I do not understand the threefold pain: but I will try. Perhaps it serves a useful purpose, if only as an indication that some natural process is being abused. I cannot believe it is a punishment: to have a certain nature is not a sin, and in any case who is there to punish us? Unless—as many do—we predicate some natural law of male dominance and female subservience, and call that God. Then what we feel is the pain of the female Lucifer, tumbling down from heaven, having dared to defy the male deity, cast out forever, but likewise never able to forget, tormented always by the memory of what she threw away. Or else, and on this supposition my mind rests most contentedly, we are in the grip of some evolutionary force which hurts as it works and which I fear has already found its fruition in that new race of young women which I encountered in the bus on the way to the hospital this morning, dewy fresh from their lovers’ arms and determined to please no one but themselves. One of the New Women trod me underfoot and with her three-inch soles pulped my big toe in its plastic throw-away shoe (only I, unlike her, cannot afford to throw anything away, and am doomed to wear it forever), causing me such fresh pain that when the bus broke down and we were all to be decanted into another, I lost heart altogether, abandoned the journey and limped home.

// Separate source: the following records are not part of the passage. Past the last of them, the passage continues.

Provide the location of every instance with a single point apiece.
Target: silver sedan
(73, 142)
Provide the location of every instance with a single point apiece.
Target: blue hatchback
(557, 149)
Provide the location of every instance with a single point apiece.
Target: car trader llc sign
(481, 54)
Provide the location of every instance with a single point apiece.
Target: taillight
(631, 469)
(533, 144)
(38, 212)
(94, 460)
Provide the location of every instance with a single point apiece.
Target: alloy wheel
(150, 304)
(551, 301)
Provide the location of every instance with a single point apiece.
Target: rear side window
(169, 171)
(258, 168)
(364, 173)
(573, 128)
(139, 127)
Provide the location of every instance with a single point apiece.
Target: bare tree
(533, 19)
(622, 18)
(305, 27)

The New Women! I could barely recognize them as being of the same sex as myself, their buttocks arrogant in tight jeans, openly inviting, breasts falling free and shameless, feeling no apparent obligation to smile, look pleasant or keep their voices low. And how they live! Just look at them to know how! If a man doesn’t bring them to orgasm, they look for another who does. If by mistake they fall pregnant, they abort by vacuum aspiration. If they don’t like the food, the push the plate away. If the job doesn’t suit them, they hand in their notice. They are satiated by everything, hungry for nothing. They are what I wanted to be; they are what I worked for them to be: and now I see them, I hate them. They have found their own solution to the threefold pain—one I never thought of. They do not try, as we did, to understand it and get the better of it. They simply wipe out the pain by doing away with its three centres—the heart, the soul and the mind. Brilliant! Heartless, soulless, mindless--free!” (16)
Weldon writes with a wicked sense of humor, and the actions of Praxis and the other characters is sure to shock the reader. Ultimately, however, I struggled to personally relate to the events because the societal norms being challenged are not my own, and outside of my own experience.